Le tante task force che partoriscono topolini («Andate in giro in bici, chiudete gli anziani in casa»), le assurde discussioni su aspetti del tutto irrilevanti e soprattutto superabili per legge in una situazione di emergenza estrema come questa (la questione privacy dell’applicazione Immuni), l’ignorare completamente Scuola e Università, due cardini fondamentali su cui far leva per la ripartenza del Paese (nemmeno un accenno nel discorso di Conte del 26 aprile), dilungarsi su questioni che interessano il Vaticano (i funerali, le cerimonie religiose), non riuscire a elaborare un piano strategico che permetta di uscire da questa situazione senza il rischio di ricascarci… ecco tutto questo dà la netta sensazione di un governo che è guidato dalla paura e non dal coraggio.
Paura di prendere qualunque decisione che non sia prima validata e contro validata da una qualche commissione di super esperti per non volersi mai assumere una responsabilità diretta.
Ecco questo non va bene e può essere più distruttivo dell’epidemia in sé.

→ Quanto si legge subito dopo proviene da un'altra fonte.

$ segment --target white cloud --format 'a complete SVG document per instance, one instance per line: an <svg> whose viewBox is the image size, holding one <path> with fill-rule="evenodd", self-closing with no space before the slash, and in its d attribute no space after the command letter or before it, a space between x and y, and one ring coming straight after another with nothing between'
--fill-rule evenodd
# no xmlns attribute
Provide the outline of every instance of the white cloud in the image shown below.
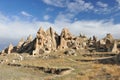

La politica deve assumersi responsabilità. Deve prendere decisioni che inevitabilmente, in questa situazione di emergenza, comportano dei rischi non solo politici.
Se la politica ha una visione del futuro deciderà, sapendo che quei rischi porteranno nel medio-lungo termine un vantaggio e un’uscita della crisi.
Non subiremo più l’epidemia ma la gestiremo.
È questo quello che dovrebbe fare un piano. Decidere cosa serve per abbattere il contagio e far lavorare tutti gli apparati dello stato e della società civile nella stessa direzione.
Spiegando chiaramente e fino in fondo quali sono le scelte che si fanno e perché. Allora anche il singolo cittadino, responsabilizzato, farà quello che è necessario dato che saprà il perché le sue azioni sono importanti.
Se si trattano i cittadini da persone intelligenti la reazione sarà intelligente. Poi ci potrà essere qualcuno che reagirà male, ma saranno una minuscola minoranza.
Se invece si trattano i cittadini da persone stupide, la reazione sarà negativa. Molto negativa. Perché pensare che gli altri siano stupidi è una violenza orrenda e soprattutto molto stupida.